If you are looking for a bow with no hand shock go shoot the no cam htx


----------



## Kris87 (Dec 28, 2016)

bdavisbdavis727 said:


> If you are looking for a bow with no hand shock go shoot the no cam htx



Anything that slow shouldn't have any hand shock.  

Sorry, I had to.


----------



## chill15 (Jan 13, 2017)

Your making a mistake not shooting a Mathews. As far as the No cam being slow, I have killed 11 deer with one and have had 10 pass thru's.


----------



## Hamer174 (Jan 14, 2017)

chill15 said:


> Your making a mistake not shooting a Mathews. As far as the No cam being slow, I have killed 11 deer with one and have had 10 pass thru's.

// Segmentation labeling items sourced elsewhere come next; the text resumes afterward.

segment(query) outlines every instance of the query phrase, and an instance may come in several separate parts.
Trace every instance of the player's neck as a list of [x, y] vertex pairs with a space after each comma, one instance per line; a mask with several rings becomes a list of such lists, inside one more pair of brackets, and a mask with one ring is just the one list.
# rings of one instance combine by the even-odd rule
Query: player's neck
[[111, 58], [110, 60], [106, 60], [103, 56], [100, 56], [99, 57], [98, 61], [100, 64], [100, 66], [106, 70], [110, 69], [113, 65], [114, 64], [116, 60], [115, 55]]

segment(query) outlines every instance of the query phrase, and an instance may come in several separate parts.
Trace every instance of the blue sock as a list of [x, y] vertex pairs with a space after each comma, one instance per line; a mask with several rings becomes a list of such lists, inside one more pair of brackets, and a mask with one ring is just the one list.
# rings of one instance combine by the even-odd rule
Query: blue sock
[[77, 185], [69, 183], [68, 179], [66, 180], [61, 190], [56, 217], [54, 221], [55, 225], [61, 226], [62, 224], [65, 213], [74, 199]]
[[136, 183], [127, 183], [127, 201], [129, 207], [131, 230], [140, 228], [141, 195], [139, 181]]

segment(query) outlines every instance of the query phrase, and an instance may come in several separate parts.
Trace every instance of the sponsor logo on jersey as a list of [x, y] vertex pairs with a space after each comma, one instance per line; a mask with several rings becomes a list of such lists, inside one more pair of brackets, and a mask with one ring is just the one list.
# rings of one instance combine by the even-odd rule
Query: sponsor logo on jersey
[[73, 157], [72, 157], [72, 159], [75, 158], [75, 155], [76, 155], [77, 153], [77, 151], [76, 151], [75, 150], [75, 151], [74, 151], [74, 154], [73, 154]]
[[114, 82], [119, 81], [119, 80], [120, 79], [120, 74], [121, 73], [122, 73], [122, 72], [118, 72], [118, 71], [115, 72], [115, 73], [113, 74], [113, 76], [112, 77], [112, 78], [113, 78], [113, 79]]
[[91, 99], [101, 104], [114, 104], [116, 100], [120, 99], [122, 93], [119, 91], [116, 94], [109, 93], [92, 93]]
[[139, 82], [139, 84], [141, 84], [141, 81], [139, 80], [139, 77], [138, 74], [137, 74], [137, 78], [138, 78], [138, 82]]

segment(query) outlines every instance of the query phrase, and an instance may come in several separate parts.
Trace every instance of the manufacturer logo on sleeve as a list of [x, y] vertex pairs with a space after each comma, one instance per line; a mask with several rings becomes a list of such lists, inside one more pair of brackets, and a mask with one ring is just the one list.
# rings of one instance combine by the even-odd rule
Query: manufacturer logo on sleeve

I agree. My Halon 6 is awesome. Dead in hand, smooth draw, great backwall, and fast.  I loved my Elite energy 32 as well but sold it for the Halon.  I'd like to shoot the PSE Evolve 31 that 90% let off sounds awesome.


----------



## chill15 (Jan 14, 2017)

I've never shot a PSE that impressed me. Your right about the Halon as well. I have a Halon 32 on the way. They are incredible!


----------



## Ihunt (Jan 15, 2017)

I will say that I went back and shot the Carbon Air again. This time it had a stabilizer on it. I did not feel the buzz that I felt after the shot when it did not have the stabilizer. It does jump at the shot but it feels a lot better now.


----------